What kind of insurance do you have? Many insurance companies will pay for a second opinion and if this doctor is an "in-network" doctor for an HMO or PPO, I would also complain to the insurance company about his refusal to allow a second opinion.
This guy sounds like an incredibly arrogant jerk. I wouldn't worry about the nurses at the hospital, they probably know him well. Well enough to know that he's an @ss; I'm sure they won't be biased by his opinion of you. If you were receiving good nursing care, I would go back there for your delivery (assuming your new cnm/md does deliveries there).
Anita
beckymcrn
145 Posts
I am sorry you had such a rough time. It is obvious that you need to find another doctor who is more caring with a better bedside manor. I wouldn't worry about the nurses we all tend to make up our own minds about our pts. We are programed to help patients and resolve their pain issues espicially now since JACHO (the hospital police) have designated pain the 5th vital sign.
I am apalled that the doctor
did not even blush after your gallbaldder surgery.
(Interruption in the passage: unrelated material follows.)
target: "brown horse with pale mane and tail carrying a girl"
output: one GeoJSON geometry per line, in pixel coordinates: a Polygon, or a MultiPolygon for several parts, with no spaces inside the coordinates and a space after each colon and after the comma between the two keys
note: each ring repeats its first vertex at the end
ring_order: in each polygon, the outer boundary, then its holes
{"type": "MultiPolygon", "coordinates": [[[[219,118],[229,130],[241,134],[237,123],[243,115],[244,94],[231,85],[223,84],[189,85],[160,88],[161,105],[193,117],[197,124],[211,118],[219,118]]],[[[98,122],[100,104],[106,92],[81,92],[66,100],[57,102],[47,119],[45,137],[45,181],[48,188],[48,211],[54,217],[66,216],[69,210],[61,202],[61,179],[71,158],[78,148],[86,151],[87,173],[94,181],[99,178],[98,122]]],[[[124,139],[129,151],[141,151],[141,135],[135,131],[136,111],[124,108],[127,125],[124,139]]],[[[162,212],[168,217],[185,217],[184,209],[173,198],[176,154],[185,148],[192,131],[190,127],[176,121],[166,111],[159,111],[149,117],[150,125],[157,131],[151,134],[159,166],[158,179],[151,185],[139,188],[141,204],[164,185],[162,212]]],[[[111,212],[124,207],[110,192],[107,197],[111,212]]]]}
The problem with most and mean MOST doctors is they have a god complex and think they can see all and do all and if they can not figure it out well you must be crazy or it must all be in your head. Problem with that attitude is they do not give the patient the benefit of the doubt. They just label and move on to the next case they can fix. The difference between a doctor and a nurse is the doctor treats illnesses, disease and the nurse treats the patient with the illness or disease.
I hope this experience has not turned you against the medical profession, maybe just maybe you may wish to make it better for someone else in your shoes someday and become a nurse yourself.